Nella prima metà del Seicento l’Europa fu sconvolta da un conflitto generalizzato: la cosiddetta guerra dei Trent’anni, che venne combattuta tra 1618 e 1648. In essa sfociarono i contrasti religiosi e politici che si erano aperti nel XVI secolo e che non avevano mai trovato una vera soluzione.
Da tempo in Europa era in corso una tendenza che conduceva alla progressiva affermazione di stati sempre più forti e uniti. In questo panorama la Germania (come del resto l’Italia) costituiva un’eccezione. Essa infatti rimaneva frazionata in numerosi stati, grandi e piccoli, principati e città libere, separati fra loro da motivi religiosi, interessi economici e rivalità commerciali. Nominalmente erano parte del Sacro romano impero, la cui autorità sul suolo tedesco era però, di fatto, quasi nulla.
Dopo aver respinto le pretese di dominio dell’imperatore Carlo V (la pace di Augusta era stata siglata nel 1555), i principi tedeschi si erano resi via via autonomi da qualsiasi potere centrale. Secondo l’accordo del 1555, i sudditi erano obbligati a seguire la religione del loro principe o a trasferirsi; ogni principe abbracciava l’una o l’altra fede (cattolica o protestante) per motivi di convenienza politica. La situazione era complicata dal fatto che si era diffuso anche in Germania il calvinismo, una confessione protestante non prevista dalla pacificazione di Augusta.
In questo quadro generale di grande confusione, gli stati germanici avevano dato vita a due leghe contrapposte, una Lega cattolica, sostenuta dalla Spagna, e una Lega protestante, sostenuta dalla Francia. Gli Asburgo d’Austria, cattolici e sovrani del Sacro romano impero, erano riusciti a imporre il cattolicesimo nei loro domini ereditari ma non in Boemia e in Ungheria, dove il protestantesimo era largamente diffuso.

Le cause del conflitto e gli schieramenti in campo

La defenestrazione di Praga, 1618
La defenestrazione di Praga, 1618

Nel 1618 Ferdinando II d’Asburgo cercò di ridurre l’autonomia politica e la libertà religiosa dei nobili boemi, di fede protestante.

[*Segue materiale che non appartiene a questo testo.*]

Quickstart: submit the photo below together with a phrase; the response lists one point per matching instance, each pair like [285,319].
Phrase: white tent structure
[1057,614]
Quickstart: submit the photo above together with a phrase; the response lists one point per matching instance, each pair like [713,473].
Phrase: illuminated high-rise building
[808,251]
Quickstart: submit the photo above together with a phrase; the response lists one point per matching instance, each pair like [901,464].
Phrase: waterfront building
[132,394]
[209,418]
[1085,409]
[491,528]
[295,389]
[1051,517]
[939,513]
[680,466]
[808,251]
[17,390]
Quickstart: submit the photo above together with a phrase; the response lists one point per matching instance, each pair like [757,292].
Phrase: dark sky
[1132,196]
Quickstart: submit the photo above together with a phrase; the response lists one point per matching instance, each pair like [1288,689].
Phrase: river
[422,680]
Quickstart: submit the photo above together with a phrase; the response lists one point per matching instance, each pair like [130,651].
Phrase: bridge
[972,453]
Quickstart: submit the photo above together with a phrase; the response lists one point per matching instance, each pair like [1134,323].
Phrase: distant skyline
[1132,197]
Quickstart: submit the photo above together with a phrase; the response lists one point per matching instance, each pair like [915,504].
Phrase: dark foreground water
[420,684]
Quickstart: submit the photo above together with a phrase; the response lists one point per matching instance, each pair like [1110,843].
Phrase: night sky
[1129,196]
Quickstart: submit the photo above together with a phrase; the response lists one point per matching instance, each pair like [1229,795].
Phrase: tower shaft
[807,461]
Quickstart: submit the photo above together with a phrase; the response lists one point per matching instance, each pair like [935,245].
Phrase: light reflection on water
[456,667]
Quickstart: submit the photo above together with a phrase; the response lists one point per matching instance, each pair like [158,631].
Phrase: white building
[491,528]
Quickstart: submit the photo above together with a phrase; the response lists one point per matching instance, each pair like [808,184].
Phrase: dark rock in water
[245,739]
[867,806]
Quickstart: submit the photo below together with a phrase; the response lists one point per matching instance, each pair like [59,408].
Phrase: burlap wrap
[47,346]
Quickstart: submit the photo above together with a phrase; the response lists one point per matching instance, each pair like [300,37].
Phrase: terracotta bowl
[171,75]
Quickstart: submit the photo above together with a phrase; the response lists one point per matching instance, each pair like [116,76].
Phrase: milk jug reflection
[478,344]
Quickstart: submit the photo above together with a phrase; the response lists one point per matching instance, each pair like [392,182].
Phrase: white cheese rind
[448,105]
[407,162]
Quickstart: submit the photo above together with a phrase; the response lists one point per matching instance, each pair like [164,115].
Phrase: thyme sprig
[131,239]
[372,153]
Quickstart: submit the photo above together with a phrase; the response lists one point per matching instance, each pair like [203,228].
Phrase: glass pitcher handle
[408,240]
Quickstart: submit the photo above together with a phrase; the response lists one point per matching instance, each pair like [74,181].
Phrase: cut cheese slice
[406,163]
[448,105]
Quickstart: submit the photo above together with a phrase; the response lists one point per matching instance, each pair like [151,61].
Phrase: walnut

Pertanto impose loro di abbracciare il cattolicesimo: si trattava in realtà di un pretesto per riaffermare la propria indiscussa autorità d’imperatore.
La reazione non si fece attendere. A Praga, capitale della Boemia, i nobili locali si ribellarono e uccisero i rappresentanti imperiali, gettandoli da una finestra del castello reale: l’episodio, conosciuto come defenestrazione di Praga (23 maggio 1618), diede inizio alla guerra fra Austria e Boemia. A sostegno della prima scesero in campo gli Asburgo di Spagna e i principi cattolici tedeschi. Con il Regno di Boemia (che faceva parte del Sacro romano impero) si schierarono i principi protestanti tedeschi, appoggiati dalla Svezia, dalla Danimarca e in un secondo tempo anche dalla Francia. Quest’ultimo paese, pur essendo cattolico, aveva interesse a mettere in difficoltà due potenti avversari come la Spagna e l’Impero austriaco.
Vennero trascinati in guerra anche i Paesi Bassi, dopo che furono attaccati dalla Spagna: quest’ultima, infatti, ancora non accettava la recente indipendenza olandese.
In tal modo un conflitto nato all’interno dell’impero germanico finì per trasformarsi in uno scontro generalizzato per il dominio dell’Europa, che coinvolse via via quasi tutti i paesi europei.

L’Europa in fiamme

Armi da fuoco utilizzate dall'esercito spagnolo durante il conflitto
Armi da fuoco utilizzate dall’esercito spagnolo durante il conflitto

La guerra dei Trent’anni fu il primo conflitto “moderno”, combattuto con largo impiego dell’artiglieria e su vasta scala: si combatté infatti anche fuori d’Europa, poiché la flotta olandese attaccò le navi spagnole e si impadronì di molte colonie portoghesi (in quel momento, infatti, il Portogallo era unito alla monarchia spagnola).
In una prima fase ebbero il sopravvento le forze imperiali e spagnole. La situazione cambiò dopo l’entrata in guerra della Francia (1635), timorosa di trovarsi schiacciata fra gli Asburgo d’Austria e gli Asburgo di Spagna: a quel punto la parte cattolica perse progressivamente terreno.
A essere colpita dalla guerra fu soprattutto la Germania. Si calcola che, tra il 1618 e la fine del conflitto, la popolazione tedesca scese da circa 15 milioni di abitanti a 12: quasi tre milioni di persone morirono a causa della guerra e della peste, che infuriò al seguito degli eserciti.
Ma il conflitto devastò anche altre regioni europee: Portogallo e Catalogna (la regione intorno a Barcellona), dove si verificarono sanguinose rivolte contro gli spagnoli; il confine francese dei Paesi Bassi, dove gli spagnoli registrarono una pesante sconfitta; e l’Italia, dove Francia e Spagna si contendevano il ducato di Mantova e il ducato di Monferrato.

La pace di Westfalia

Trent’anni di feroci combattimenti lasciarono stremati tutti i paesi belligeranti. Si arrivò così alla pace di Westfalia (1648), che per gli Asburgo rappresentò una grave sconfitta. Essi persero di fatto la Germania: ogni principe tedesco poteva adesso svolgere liberamente la propria politica, allearsi con chi preferiva e far guerra contro chiunque, eccettuato l’imperatore.
Novità importanti si ebbero anche sul piano della libertà religiosa: il culto calvinista venne ufficialmente ammesso in Germania, a fianco della fede cattolica e di quella luterana o riformata; e si ammise che diverse fedi religiose potessero convivere all’interno di uno stesso stato. Almeno da questo punto di vista, la guerra dei Trent’anni sortì un risultato positivo, in quanto concluse l’epoca delle guerre di religione in Europa.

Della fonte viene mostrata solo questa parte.